PROLOGUE TO THE SPANISH GIPSY

By Algernon Charles Swinburne

The wind that brings us from the springtide south

Strange music as from love's or life's own mouth

Blew hither, when the blast of battle ceased

That swept back southward Spanish prince and priest,

A sound more sweet than April's flower-sweet rain,

And bade bright England smile on pardoned Spain.

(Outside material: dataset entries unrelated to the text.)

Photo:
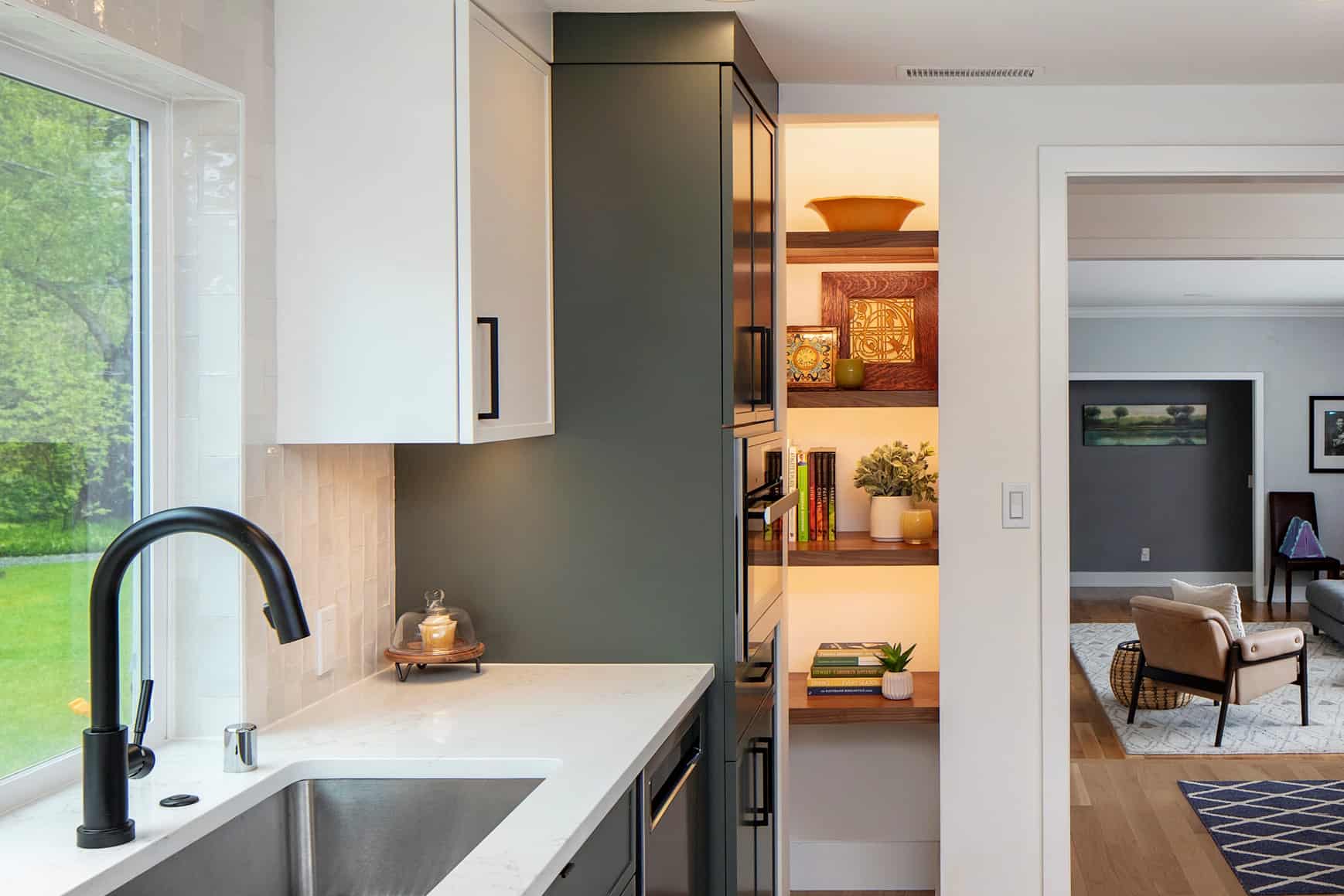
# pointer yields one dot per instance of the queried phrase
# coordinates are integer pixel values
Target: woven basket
(1151, 696)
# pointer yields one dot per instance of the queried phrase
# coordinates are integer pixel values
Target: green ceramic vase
(850, 373)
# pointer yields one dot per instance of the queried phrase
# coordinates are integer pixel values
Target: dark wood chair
(1282, 508)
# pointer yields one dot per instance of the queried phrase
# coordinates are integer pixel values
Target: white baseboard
(1156, 579)
(863, 865)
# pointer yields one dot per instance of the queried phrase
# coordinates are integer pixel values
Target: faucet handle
(140, 759)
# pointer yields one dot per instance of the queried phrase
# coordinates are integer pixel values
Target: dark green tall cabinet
(616, 540)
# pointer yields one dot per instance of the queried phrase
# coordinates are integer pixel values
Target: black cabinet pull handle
(493, 414)
(759, 816)
(766, 367)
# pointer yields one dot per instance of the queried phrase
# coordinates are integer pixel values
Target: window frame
(155, 399)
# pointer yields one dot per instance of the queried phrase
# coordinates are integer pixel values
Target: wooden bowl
(848, 214)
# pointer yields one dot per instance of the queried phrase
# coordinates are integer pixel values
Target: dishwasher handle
(690, 765)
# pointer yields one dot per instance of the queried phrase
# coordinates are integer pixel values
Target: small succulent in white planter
(897, 479)
(897, 684)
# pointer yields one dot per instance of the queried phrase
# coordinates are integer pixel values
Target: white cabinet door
(507, 390)
(364, 215)
(413, 198)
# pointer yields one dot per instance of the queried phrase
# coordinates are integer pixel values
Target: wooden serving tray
(410, 656)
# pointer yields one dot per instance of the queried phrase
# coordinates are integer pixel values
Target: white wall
(990, 579)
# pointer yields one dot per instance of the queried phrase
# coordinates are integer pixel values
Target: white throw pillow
(1216, 597)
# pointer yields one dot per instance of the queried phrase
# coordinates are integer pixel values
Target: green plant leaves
(895, 471)
(895, 659)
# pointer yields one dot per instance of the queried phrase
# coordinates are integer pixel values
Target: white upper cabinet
(413, 182)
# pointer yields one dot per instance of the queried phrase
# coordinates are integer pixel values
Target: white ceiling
(1288, 285)
(1078, 42)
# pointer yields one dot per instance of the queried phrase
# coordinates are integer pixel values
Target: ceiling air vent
(980, 74)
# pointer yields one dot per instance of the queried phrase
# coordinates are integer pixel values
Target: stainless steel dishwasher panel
(675, 806)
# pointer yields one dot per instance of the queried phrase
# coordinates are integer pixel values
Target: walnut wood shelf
(861, 398)
(923, 708)
(826, 247)
(854, 550)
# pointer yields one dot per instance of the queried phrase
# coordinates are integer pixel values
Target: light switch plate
(326, 639)
(1016, 506)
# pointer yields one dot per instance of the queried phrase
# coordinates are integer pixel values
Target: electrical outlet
(326, 639)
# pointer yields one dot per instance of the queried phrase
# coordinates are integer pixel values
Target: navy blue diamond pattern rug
(1278, 836)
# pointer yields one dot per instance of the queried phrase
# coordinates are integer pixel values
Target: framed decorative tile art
(890, 322)
(810, 355)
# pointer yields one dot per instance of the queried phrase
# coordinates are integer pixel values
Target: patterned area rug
(1267, 726)
(1278, 836)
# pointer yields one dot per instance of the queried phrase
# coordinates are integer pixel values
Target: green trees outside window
(69, 397)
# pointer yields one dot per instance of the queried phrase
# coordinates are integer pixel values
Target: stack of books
(846, 668)
(814, 473)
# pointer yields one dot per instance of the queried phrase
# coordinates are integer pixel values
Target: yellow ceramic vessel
(848, 214)
(917, 526)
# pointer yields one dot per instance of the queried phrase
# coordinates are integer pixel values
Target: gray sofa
(1325, 608)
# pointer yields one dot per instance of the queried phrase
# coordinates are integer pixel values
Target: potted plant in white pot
(897, 479)
(897, 684)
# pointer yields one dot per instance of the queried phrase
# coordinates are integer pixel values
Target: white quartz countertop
(585, 730)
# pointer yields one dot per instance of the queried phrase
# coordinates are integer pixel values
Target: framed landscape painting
(1145, 424)
(1327, 428)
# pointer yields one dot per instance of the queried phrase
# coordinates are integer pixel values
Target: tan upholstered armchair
(1192, 650)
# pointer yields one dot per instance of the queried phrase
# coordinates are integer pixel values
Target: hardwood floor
(1134, 833)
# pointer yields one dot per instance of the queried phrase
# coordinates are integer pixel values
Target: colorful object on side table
(855, 214)
(1300, 540)
(917, 526)
(850, 373)
(810, 355)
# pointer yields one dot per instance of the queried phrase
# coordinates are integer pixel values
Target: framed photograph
(1327, 434)
(1145, 424)
(810, 355)
(890, 322)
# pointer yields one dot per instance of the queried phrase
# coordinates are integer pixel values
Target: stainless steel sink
(340, 837)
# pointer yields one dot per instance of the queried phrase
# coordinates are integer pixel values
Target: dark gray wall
(609, 542)
(604, 542)
(1189, 504)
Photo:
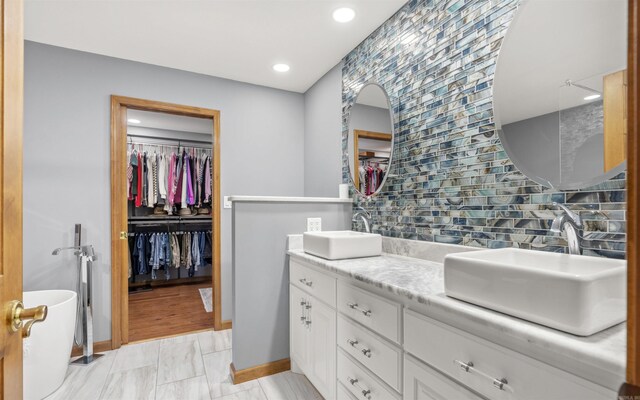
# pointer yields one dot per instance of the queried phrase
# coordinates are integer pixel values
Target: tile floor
(188, 367)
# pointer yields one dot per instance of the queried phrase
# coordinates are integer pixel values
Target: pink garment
(187, 165)
(207, 180)
(171, 179)
(178, 193)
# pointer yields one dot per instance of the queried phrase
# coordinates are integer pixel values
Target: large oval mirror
(560, 91)
(370, 139)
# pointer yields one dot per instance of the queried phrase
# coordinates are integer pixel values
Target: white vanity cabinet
(355, 343)
(313, 326)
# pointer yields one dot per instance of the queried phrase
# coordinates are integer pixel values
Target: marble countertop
(600, 358)
(285, 199)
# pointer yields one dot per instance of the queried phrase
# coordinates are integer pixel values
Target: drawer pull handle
(465, 366)
(354, 306)
(365, 392)
(364, 350)
(499, 383)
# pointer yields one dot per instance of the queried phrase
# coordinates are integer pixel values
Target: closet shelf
(169, 218)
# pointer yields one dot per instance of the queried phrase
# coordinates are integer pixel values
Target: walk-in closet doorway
(152, 215)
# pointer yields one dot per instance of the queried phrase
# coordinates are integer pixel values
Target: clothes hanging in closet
(370, 177)
(155, 251)
(169, 178)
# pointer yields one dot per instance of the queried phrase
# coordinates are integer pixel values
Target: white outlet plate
(314, 224)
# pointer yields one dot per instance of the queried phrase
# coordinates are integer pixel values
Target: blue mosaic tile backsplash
(450, 179)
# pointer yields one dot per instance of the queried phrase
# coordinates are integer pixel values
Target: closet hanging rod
(176, 232)
(168, 139)
(164, 223)
(181, 145)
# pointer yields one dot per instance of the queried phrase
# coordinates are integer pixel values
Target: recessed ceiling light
(344, 14)
(281, 67)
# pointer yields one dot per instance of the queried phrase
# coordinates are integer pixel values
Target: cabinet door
(423, 383)
(322, 346)
(299, 328)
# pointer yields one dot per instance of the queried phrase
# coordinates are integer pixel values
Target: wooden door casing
(11, 56)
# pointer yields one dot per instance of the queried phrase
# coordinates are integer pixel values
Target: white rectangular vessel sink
(338, 245)
(577, 294)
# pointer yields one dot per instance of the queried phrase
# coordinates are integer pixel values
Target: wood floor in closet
(167, 311)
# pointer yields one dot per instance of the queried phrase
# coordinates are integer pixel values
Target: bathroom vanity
(382, 328)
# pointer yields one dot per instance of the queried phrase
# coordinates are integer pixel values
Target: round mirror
(370, 139)
(560, 91)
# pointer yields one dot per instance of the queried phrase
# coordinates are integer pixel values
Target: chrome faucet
(82, 251)
(571, 223)
(365, 216)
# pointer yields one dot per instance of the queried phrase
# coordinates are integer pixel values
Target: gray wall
(261, 274)
(66, 160)
(323, 135)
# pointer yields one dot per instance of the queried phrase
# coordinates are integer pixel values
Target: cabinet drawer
(375, 312)
(424, 383)
(481, 365)
(314, 282)
(363, 385)
(344, 394)
(381, 357)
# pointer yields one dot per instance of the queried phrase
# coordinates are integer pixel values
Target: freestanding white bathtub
(47, 350)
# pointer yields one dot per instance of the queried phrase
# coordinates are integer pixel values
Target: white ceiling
(551, 41)
(239, 39)
(170, 122)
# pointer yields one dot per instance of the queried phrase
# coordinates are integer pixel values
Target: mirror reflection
(370, 139)
(560, 92)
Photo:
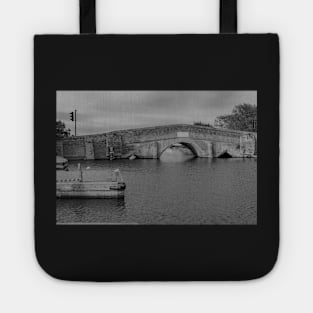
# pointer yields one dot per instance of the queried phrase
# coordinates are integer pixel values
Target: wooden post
(75, 118)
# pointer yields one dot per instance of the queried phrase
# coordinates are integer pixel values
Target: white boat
(61, 163)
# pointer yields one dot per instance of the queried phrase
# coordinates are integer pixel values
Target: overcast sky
(102, 111)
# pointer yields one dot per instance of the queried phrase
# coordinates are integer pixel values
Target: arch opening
(180, 151)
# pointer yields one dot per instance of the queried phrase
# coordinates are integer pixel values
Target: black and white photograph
(156, 157)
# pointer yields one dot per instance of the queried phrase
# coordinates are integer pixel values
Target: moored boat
(89, 184)
(61, 163)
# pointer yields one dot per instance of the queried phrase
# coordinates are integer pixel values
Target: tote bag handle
(228, 16)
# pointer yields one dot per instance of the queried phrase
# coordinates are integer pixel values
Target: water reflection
(90, 210)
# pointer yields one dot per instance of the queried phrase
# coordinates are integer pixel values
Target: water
(177, 189)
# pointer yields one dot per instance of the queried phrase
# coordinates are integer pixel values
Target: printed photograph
(156, 157)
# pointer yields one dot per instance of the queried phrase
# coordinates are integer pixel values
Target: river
(177, 189)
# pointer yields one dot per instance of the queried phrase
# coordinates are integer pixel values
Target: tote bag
(164, 160)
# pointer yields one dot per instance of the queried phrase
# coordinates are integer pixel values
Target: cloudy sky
(102, 111)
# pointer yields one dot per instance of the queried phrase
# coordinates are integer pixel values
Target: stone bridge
(151, 142)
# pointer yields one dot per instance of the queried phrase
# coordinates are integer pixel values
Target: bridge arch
(188, 143)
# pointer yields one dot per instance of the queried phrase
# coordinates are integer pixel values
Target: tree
(61, 131)
(243, 117)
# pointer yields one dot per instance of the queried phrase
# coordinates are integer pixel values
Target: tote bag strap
(228, 16)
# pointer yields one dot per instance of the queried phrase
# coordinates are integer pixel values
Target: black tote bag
(164, 165)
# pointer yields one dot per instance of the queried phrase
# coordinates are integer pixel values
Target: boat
(61, 163)
(89, 184)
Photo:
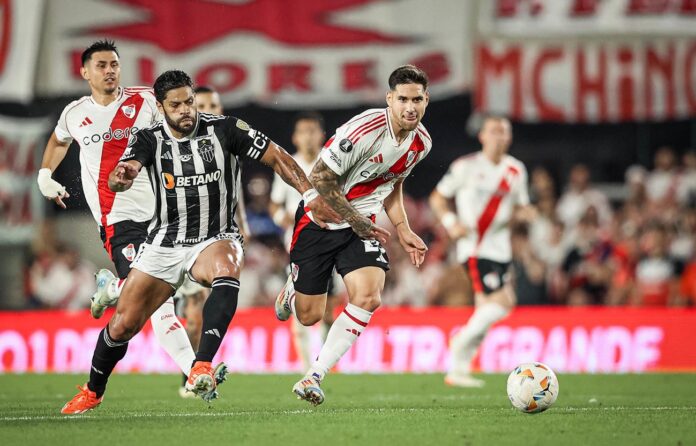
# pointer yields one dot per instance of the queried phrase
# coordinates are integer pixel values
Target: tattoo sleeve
(285, 166)
(325, 182)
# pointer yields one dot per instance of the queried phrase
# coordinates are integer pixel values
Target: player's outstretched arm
(325, 181)
(121, 178)
(287, 168)
(409, 240)
(53, 155)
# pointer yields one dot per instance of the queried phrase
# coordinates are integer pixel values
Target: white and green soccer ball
(532, 387)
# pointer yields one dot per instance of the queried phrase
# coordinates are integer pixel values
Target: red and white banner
(280, 53)
(20, 34)
(587, 82)
(21, 204)
(602, 340)
(549, 19)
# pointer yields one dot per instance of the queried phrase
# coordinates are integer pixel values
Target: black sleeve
(141, 147)
(242, 140)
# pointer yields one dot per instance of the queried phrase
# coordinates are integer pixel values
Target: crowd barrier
(398, 340)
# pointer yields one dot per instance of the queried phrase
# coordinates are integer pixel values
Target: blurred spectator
(529, 272)
(656, 273)
(61, 279)
(587, 266)
(686, 192)
(579, 197)
(661, 183)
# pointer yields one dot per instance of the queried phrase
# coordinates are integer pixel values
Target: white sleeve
(61, 130)
(341, 154)
(522, 188)
(453, 179)
(278, 190)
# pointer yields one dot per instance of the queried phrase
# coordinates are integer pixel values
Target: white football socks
(302, 338)
(113, 289)
(465, 343)
(343, 333)
(171, 335)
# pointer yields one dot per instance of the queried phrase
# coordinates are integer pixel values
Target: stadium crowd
(581, 249)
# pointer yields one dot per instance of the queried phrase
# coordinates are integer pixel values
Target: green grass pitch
(359, 409)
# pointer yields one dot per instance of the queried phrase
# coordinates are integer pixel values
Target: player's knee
(123, 328)
(225, 269)
(367, 301)
(310, 317)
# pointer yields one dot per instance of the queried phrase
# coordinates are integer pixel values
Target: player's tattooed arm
(289, 171)
(285, 166)
(121, 178)
(325, 181)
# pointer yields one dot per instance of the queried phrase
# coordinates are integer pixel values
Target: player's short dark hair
(204, 89)
(408, 74)
(169, 80)
(310, 116)
(99, 45)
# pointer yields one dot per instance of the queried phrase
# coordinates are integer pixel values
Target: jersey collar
(115, 101)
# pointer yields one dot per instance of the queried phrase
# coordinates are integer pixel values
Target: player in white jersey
(308, 137)
(360, 172)
(192, 160)
(102, 124)
(487, 187)
(191, 296)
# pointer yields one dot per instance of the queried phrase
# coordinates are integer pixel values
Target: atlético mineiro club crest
(128, 110)
(206, 149)
(129, 252)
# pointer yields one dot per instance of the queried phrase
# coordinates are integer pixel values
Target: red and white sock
(343, 333)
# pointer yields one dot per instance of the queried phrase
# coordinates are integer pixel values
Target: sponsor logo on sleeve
(345, 145)
(243, 125)
(128, 110)
(335, 158)
(129, 252)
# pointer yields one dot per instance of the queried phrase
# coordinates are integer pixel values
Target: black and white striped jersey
(195, 178)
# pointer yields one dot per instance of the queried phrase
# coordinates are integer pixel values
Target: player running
(486, 187)
(191, 295)
(360, 172)
(308, 137)
(101, 124)
(192, 160)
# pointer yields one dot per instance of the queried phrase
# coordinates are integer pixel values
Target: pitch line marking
(308, 411)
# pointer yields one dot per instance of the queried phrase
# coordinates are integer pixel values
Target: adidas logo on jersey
(213, 332)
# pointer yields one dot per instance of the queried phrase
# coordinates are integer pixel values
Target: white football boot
(100, 299)
(282, 304)
(309, 389)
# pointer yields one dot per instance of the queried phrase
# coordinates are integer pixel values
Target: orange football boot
(82, 402)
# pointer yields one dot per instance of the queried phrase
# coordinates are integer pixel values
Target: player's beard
(174, 125)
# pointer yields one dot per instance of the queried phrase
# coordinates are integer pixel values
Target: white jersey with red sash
(485, 195)
(365, 153)
(102, 132)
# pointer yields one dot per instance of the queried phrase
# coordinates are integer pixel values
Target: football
(532, 387)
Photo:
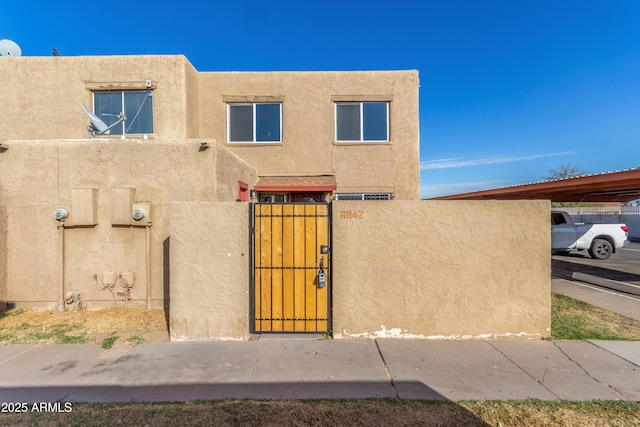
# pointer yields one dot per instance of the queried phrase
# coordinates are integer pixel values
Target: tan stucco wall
(441, 269)
(41, 96)
(308, 126)
(209, 271)
(399, 269)
(38, 177)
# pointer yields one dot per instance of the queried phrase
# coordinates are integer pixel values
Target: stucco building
(154, 213)
(188, 136)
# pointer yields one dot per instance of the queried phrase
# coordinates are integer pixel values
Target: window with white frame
(254, 122)
(362, 121)
(137, 106)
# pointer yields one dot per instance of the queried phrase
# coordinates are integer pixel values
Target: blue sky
(509, 89)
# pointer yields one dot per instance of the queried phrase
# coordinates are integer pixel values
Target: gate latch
(322, 279)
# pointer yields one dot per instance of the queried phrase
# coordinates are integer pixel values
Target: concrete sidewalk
(306, 369)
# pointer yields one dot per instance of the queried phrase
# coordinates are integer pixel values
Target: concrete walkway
(307, 369)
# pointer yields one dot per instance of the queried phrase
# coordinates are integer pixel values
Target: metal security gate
(290, 283)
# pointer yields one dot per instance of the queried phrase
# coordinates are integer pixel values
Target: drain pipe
(61, 266)
(60, 214)
(148, 263)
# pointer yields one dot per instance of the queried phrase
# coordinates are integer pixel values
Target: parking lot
(623, 266)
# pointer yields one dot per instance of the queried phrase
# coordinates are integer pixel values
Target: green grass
(55, 334)
(576, 320)
(108, 342)
(362, 412)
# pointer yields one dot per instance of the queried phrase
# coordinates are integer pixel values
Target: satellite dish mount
(97, 126)
(9, 48)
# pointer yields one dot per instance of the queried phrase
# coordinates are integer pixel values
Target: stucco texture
(39, 176)
(412, 269)
(209, 271)
(45, 93)
(308, 144)
(441, 269)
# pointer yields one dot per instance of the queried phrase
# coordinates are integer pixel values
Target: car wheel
(562, 252)
(600, 249)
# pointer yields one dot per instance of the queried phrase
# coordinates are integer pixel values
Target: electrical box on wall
(121, 203)
(84, 206)
(141, 213)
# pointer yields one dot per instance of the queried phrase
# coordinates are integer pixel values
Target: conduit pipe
(61, 266)
(148, 263)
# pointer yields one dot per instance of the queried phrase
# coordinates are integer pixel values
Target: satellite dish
(9, 48)
(97, 126)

The land that cast out Philip and his God

Grew gladly subject where Cervantes trod.

Even he whose name above all names on earth

Crowns England queen by grace of Shakespeare's birth

Might scarce have scorned to smile in God's wise down

And gild with praise from heaven an earthlier crown.

And he whose hand bade live down lengthening years

Quixote, a name lit up with smiles and tears,

Gave the glad watchword of the gipsies’ life,

Where fear took hope and grief took joy to wife.

Times change, and fame is fitful as the sea:

But sunset bids not darkness always be,

And still some light from Shakespeare and the sun

Burns back the cloud that masks not Middleton.

With strong swift strokes of love and wrath he drew

Shakespearean London's loud and lusty crew:

No plainer might the likeness rise and stand

When Hogarth took his living world in hand.

No surer then his fire-fledged shafts could hit,

Winged with as forceful and as faithful wit:

No truer a tragic depth and heat of heart

Glowed through the painter's than the poet's art.

He lit and hung in heaven the wan fierce moon

Whose glance kept time with witchcraft's air-struck tune:

He watched the doors where loveless love let in

The pageant hailed and crowned by death and sin:

He bared the souls where love, twin-born with hate,

Made wide the way for passion-fostered fate.

All English-hearted, all his heart arose

To scourge with scorn his England's cowering foes:

And Rome and Spain, who bade their scorner be

Their prisoner, left his heart as England's free.

Now give we all we may of all his due

To one long since thus tried and found thus true.